アニメ内では「黒人と白人の貧富の格差」が原因と断言、白人は黒人の7倍の資産を所有しており、そこにコロナウイルスが直撃、黒人の45%が失業か労働時間を削減されたため「こんな怒りがあちこちで噴き出したんだ」と説明された。 ところが、この動画を見た視聴者から、次々と疑問の声が上がり始め、テニスの大坂なおみ選手もTwitterで「?」というリアクションのGIFをつけて同動画をリツイートしている。
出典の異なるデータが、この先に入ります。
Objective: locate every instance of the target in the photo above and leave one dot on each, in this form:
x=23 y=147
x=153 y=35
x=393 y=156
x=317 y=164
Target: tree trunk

差別問題に詳しいライターは動画を見て次のように語った。
「“貧富の格差”と簡単に片づけているが、そもそもはジョージ・フロイドさんが白人警官に窒息死させられたことがきっかけ。警官による黒人に対する過剰な暴行はレイシズムと深く結びついていることから以前からも問題視されており、以前からくすぶっていたその怒りが勢いを取り戻した、というのが正しいところでしょう。なぜ始まりの事件を説明しないのか、理解ができない」
もちろん、コロナウイルスの影響が皆無かと言えば、それはゼロとは言い切れないが…。
「有色人種への差別は、アメリカでは根深い問題。貧富や仕事の状況はその結果に過ぎないことも説明しないのはどうかと思いますね」(前出・ライター)
さらに同ライターは、動画の細かい部分にもチェックを入れる。
「動画内の説明のセリフが短すぎて、動画の中でしばし無音状態が続くんですよ。言いたいことがそれしかないらしいんですが、その時間があるなら、やはり黒人差別の状況にも触れる時間があったでしょう。それこそ、そう昔のことではない、同様の事件で勃発したロサンゼルス暴動もあるわけですから。簡単にこの問題を説明しようとした番組サイドの姿勢に、大きな疑問を感じますよ」
そのうえ、アニメの黒人男性が筋肉質で怒りっぽく見えるように描かれていることにも差別的との批判が起きていた。動画は、番組の公式Twitterにも掲載されていたが、NHKは6月9日、この動画を削除し、〈掲載にあたっての配慮が欠け、不快な思いをされた方にお詫びいたします〉と謝罪している。
短時間でのわかりやすさを重視するあまりの失態だったのかもしれないが、世界を呆れさせる動画を拡散したのが日本の「公共放送」だったとは、何とも情けない話である。